Tom soon makes himself indispensable to Lois, and their long hours spent together leads them to fall in love with each other. Tom's fiancée, Ruth Holman, senses something is going on and isn't happy about it. Tom's roommate, Andy Doyle, uses Tom's absences and Ruth's distress to try to romance Ruth himself. Meanwhile, Lois's husband, Fred, is having an affair with Anna Le Maire. Lois finds out when she discovers a key to Anna's room in Fred's vest pocket, which she puts on Fred's pillow; nothing is said between them, but Fred now knows that Lois knows about his infidelity.

After things go too far between Tom and Lois, Tom quits and begins to plan a wedding with Ruth. Lois tries to smooth things over with Fred, but instead they agree on an amicable divorce.

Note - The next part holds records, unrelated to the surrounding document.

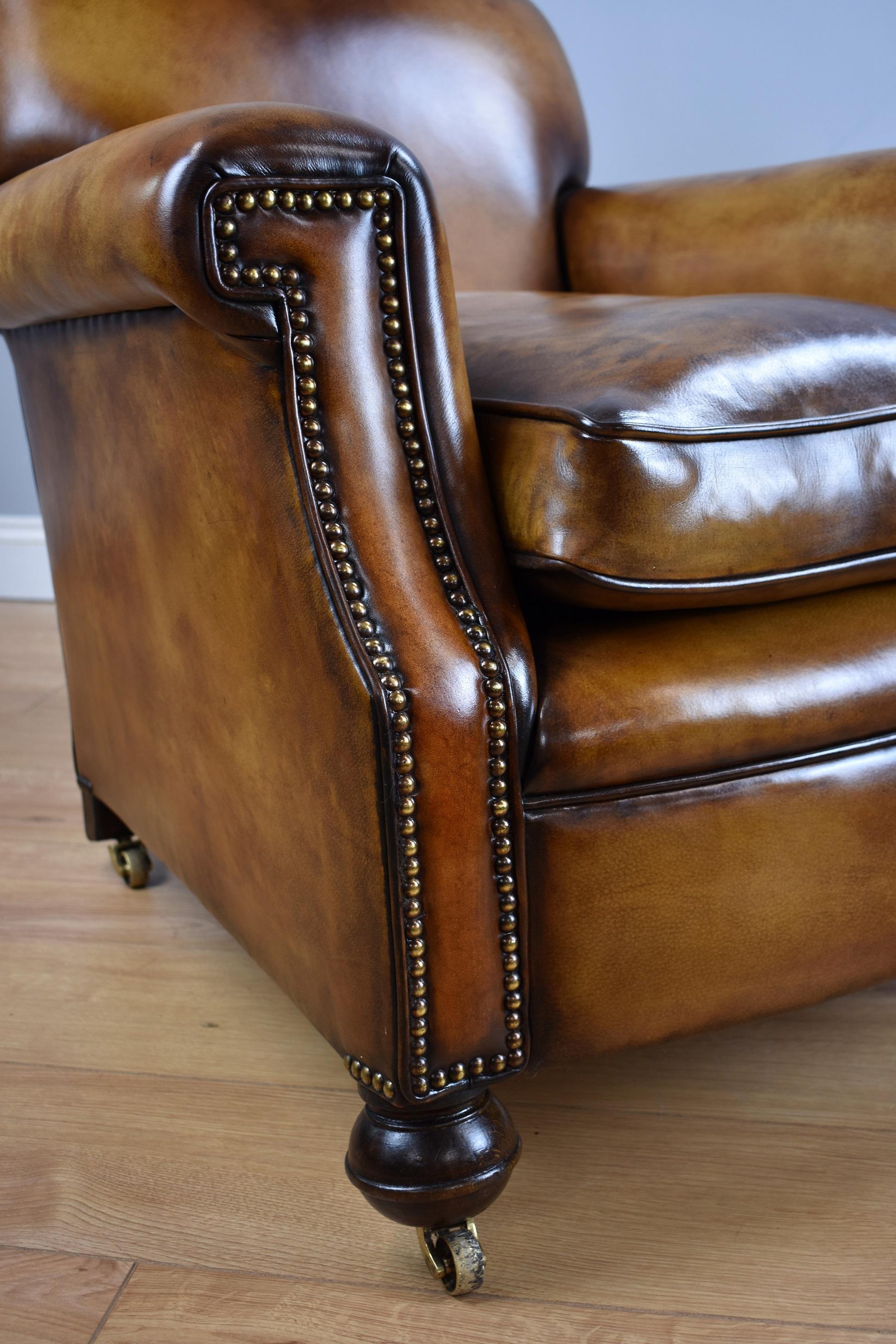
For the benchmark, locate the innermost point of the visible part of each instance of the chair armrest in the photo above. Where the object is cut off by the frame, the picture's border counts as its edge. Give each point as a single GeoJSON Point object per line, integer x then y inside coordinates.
{"type": "Point", "coordinates": [328, 436]}
{"type": "Point", "coordinates": [825, 228]}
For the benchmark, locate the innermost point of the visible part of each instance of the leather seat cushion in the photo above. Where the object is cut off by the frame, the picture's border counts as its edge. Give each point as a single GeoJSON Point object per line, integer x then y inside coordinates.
{"type": "Point", "coordinates": [687, 452]}
{"type": "Point", "coordinates": [644, 697]}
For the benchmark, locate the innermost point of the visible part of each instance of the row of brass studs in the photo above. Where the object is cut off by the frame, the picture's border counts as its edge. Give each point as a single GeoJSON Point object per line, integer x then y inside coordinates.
{"type": "Point", "coordinates": [228, 207]}
{"type": "Point", "coordinates": [370, 1080]}
{"type": "Point", "coordinates": [405, 786]}
{"type": "Point", "coordinates": [494, 687]}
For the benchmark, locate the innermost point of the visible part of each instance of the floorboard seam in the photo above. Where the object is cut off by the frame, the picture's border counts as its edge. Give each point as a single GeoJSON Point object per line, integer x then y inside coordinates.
{"type": "Point", "coordinates": [112, 1305]}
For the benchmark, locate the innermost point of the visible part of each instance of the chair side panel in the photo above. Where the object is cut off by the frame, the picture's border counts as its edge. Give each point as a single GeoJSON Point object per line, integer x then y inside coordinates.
{"type": "Point", "coordinates": [673, 913]}
{"type": "Point", "coordinates": [215, 703]}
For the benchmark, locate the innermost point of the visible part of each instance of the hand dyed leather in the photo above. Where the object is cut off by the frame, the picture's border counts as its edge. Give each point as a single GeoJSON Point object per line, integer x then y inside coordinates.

On Tom's last day of work, Lois keeps him busy until very late, and he misses a dinner engagement with Ruth and Andy. Ruth storms into the office, with Andy in tow, and threatens to tell Fred about the affair. Lois tells everyone about the divorce, Ruth breaks her engagement with Tom and threatens to marry Andy in revenge, and Lois and Tom flirt with one another before kissing.

==Cast==
- Kay Francis as Lois Ames
- David Manners as Thomas Sherman
- Una Merkel as Ruth Holman
- Andy Devine as Andy Doyle
- Kenneth Thomson as Fred Ames
- Claire Dodd as Ann Le Maire
- Elizabeth Patterson as Miss Harper
- Edward Van Sloan as Mr. Walters
- Frank Coghlan, Jr. as youngster in store

Cast notes:
- Man Wanted was the first film that Kay Francis made for Warner Bros., beginning her contract run with the studio.

==Production==
Man Wanted had several working titles before it was released: "A Dangerous Brunette", "Working Wives" and "Pleasure First". The film was produced before the advent of the Production Code, and its themes of adultery would never have survived Joseph I. Breen's blue pencil.

==Reception==
Eileen Jones of Jacobin described the film as "strikingly forward-thinking".